NDARC Technical Report No. 124 (2001)

EXECUTIVE SUMMARY

  • During the first six months of operation, 1503 individuals were assessed and registered to use the services at the Medically Supervised Injecting Centre.
  • Registered clients made 11,237 visits to the MSIC during which their injection of drugs was supervised.
  • The majority of clients were male (68%), and approximately one-third was female (31%). Male clients accounted for majority of visits (57%).

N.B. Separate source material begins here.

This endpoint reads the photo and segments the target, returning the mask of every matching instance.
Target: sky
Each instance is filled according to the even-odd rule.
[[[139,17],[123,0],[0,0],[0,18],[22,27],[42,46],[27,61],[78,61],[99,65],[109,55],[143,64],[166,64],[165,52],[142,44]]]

  • Cocaine was the drug most frequently used at the MSIC (injected on 47% of the visits) followed closely by heroin (injected on 45% of the visits).
  • The clients made an average of eight visits in the six months (range = 1 to 335). The average time spent in the MSIC per visit was approximately 30 minutes.
  • On approximately one in every three visits, a health care service was provided to the clients (in addition to the supervision of their injecting), and one in 18 visits resulted in a referral for further assistance. Half of the occasions of service were injecting and vein-care advice (49%). Among the 610 referrals for further assistance, 42% were to treatment for drug dependence, 33% were to primary health-care and 25% were to social welfare services.
  • Eighty-seven drug-related clinical incidents occurred at the MSIC requiring medical management (0.8% of visits). These were 50 heroin overdoses, which were managed by the administration of oxygen (naloxone was administered in eight cases), 28 cases of cocaine-related toxicity, and five benzodiazepine and four non-heroin opioid overdoses respectively.
  • Eighty-eight individuals who sought use of the MSIC were not registered. Twenty-six of these individuals did not meet the registration criteria, and 62 individuals expressed the wish to use the MSIC but did not proceed to register at that time.